Counseling and behavioral approaches can help you understand your feelings about smoking. You can also learn to shift your mindset and use strategies like meditation to cope with the challenges of smoking cessation.

In fact, mindfulness has been shown to induce changes in the brain that are associated with success in smoking cessation.

Lifestyle Strategies

It might help to make other healthy changes while you are quitting smoking. Exercising keeps you busy and improves your mood, alleviating some of the negative feelings associated with smoking cessation. Keep in mind that if smoking is a social activity for you, exercising with other people can help fill that void. Speak to your doctor before beginning a new exercise routine.

Adding healthy habits like drinking more water and eating nutritious food can help replace the habit of smoking at certain times as well.

Websites and Support Groups

Websites like smokefree.gov, Better Breathers Club, and COPD360social can offer tools to help you quit.
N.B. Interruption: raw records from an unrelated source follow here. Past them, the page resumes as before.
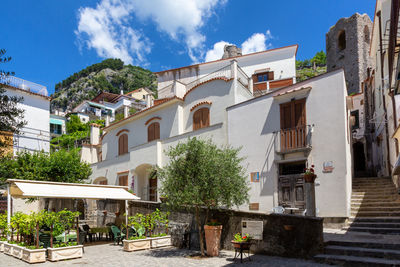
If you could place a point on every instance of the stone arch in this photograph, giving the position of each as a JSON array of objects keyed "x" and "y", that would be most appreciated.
[
  {"x": 145, "y": 186},
  {"x": 342, "y": 40}
]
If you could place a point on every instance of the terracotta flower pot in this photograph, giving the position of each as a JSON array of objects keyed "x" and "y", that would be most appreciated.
[
  {"x": 213, "y": 239},
  {"x": 310, "y": 177}
]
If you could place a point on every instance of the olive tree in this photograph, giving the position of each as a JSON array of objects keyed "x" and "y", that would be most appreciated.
[{"x": 202, "y": 175}]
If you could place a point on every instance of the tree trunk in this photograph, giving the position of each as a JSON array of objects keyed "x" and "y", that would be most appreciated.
[{"x": 200, "y": 231}]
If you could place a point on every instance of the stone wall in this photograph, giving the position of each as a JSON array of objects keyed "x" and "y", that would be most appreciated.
[{"x": 303, "y": 238}]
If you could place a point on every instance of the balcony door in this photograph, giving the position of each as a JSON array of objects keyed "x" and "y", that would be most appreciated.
[{"x": 293, "y": 124}]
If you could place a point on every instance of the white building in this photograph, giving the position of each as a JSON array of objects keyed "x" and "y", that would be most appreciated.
[
  {"x": 35, "y": 135},
  {"x": 216, "y": 100}
]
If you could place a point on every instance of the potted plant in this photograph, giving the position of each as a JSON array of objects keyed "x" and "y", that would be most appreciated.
[
  {"x": 309, "y": 175},
  {"x": 202, "y": 176},
  {"x": 241, "y": 241},
  {"x": 63, "y": 221},
  {"x": 33, "y": 253},
  {"x": 139, "y": 240},
  {"x": 161, "y": 239}
]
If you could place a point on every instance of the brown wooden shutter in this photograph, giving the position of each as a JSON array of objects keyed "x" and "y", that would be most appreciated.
[
  {"x": 270, "y": 75},
  {"x": 123, "y": 180},
  {"x": 205, "y": 118},
  {"x": 150, "y": 133}
]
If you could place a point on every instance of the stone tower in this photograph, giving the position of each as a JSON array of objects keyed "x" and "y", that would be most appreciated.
[{"x": 347, "y": 47}]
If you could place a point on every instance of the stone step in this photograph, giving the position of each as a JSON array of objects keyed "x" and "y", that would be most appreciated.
[
  {"x": 363, "y": 252},
  {"x": 377, "y": 208},
  {"x": 370, "y": 199},
  {"x": 354, "y": 260},
  {"x": 376, "y": 224},
  {"x": 374, "y": 230},
  {"x": 386, "y": 219},
  {"x": 375, "y": 213}
]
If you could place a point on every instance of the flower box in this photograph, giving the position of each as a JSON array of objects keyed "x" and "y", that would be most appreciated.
[
  {"x": 2, "y": 246},
  {"x": 34, "y": 255},
  {"x": 138, "y": 244},
  {"x": 161, "y": 241},
  {"x": 17, "y": 251},
  {"x": 8, "y": 248},
  {"x": 65, "y": 253}
]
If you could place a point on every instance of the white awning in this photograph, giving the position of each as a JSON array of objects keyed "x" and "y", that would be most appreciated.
[{"x": 29, "y": 188}]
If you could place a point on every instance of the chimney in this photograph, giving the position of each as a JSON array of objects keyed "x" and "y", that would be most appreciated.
[
  {"x": 94, "y": 134},
  {"x": 231, "y": 51},
  {"x": 126, "y": 112}
]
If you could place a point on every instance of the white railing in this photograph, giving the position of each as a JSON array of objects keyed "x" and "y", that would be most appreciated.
[
  {"x": 24, "y": 85},
  {"x": 224, "y": 72}
]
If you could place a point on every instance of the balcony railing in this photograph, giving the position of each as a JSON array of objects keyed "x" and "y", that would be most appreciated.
[
  {"x": 24, "y": 85},
  {"x": 292, "y": 139}
]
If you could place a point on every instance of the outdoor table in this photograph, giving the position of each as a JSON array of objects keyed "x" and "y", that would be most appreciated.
[
  {"x": 292, "y": 209},
  {"x": 64, "y": 237},
  {"x": 240, "y": 248},
  {"x": 99, "y": 231}
]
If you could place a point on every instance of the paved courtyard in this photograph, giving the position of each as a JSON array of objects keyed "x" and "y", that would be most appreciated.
[{"x": 110, "y": 255}]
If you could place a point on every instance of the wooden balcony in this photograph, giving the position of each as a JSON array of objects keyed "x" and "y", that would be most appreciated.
[{"x": 293, "y": 139}]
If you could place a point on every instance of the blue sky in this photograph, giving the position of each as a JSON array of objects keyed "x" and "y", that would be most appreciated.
[{"x": 50, "y": 40}]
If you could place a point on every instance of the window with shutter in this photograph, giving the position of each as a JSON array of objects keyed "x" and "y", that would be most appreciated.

No support program has everything or is right for everyone. So you can "shop around" to look for characteristics that are right for you, such as help with pacing your program, setting goals, tracking strategies that work for you, keeping a journal, and live support. Several of these sites even facilitate networking with others.

Local and online support groups may provide a social network, encouragement, advice, and friendships that can help you feel that you aren't alone in this challenging journey.

Obstacles to Quitting

There are a number of things that get in the way of quitting, including a lack of motivation to quit, enjoying smoking, withdrawal symptoms, and the difficulty of leaving the habit behind.

Acknowledge these challenges and discuss them with your doctor.

Lack of Motivation

There's no question that quitting has to be your choice. You might feel that everyone is telling you to quit smoking, but you might not be so convinced about it yourself.

Smoking cessation is not something that anyone can do for you. You have to do it yourself.

There is an abundant amount of scientific evidence that smoking is harmful. If you are not convinced that it's time to make the change, consider examining how long you plan to continue smoking and make a realistic timeline of the financial and health costs. Your doctor may be able to help with the latter.

Doing this and seeing this information in black and white may help motivate you to see the value in quitting.

Smoking Is a Habit

There may be certain times of the day when you like to smoke, or friends or places that you associate with smoking.

Stopping requires a new mind frame and an acceptance that you can enjoy life even if you don't smoke at specific times, with certain people, or in certain locations.

Giving up a habit often involves replacing it with a new routine—such as walking or knitting or volunteering—with the same friends you used to smoke with or with different friends.

Withdrawal Symptoms

Even if you decide to stop smoking, the withdrawal symptoms—which include irritability, anxiety, jitteriness, trouble concentrating, and changes in appetite—can be unpleasant enough to make you turn back to smoking.

Withdrawal symptoms are temporary, but they can make you feel miserable for days and lag for up to two months. You don't have to put up with these symptoms. Medication and/or anxiety reduction therapy can help minimize or alleviate the effects of nicotine withdrawal.

Smoking Is Comforting for You

The reason that smoking is such a habit-forming addiction is that it induces a sense of enjoyment and relaxation for some people. It can be hard to give that up.

When you are stressed or anxious, you might not have another way to deal with your feelings other than smoking. And you might want to keep getting that enjoyment and pleasure that you get from smoking.

Behavioral therapy or counseling might be helpful as you deal with losing these positive feelings that you get from smoking.

A Word From Verywell

Smoking cessation is a powerful step in preventing your COPD from getting worse. Yet, according to the CDC, 38% of adults diagnosed with COPD continue to smoke. Acknowledge that you need to move forward on a path to a healthier life and that you need help to do it. Smoking is a medical problem—quitting involves medical guidance and support.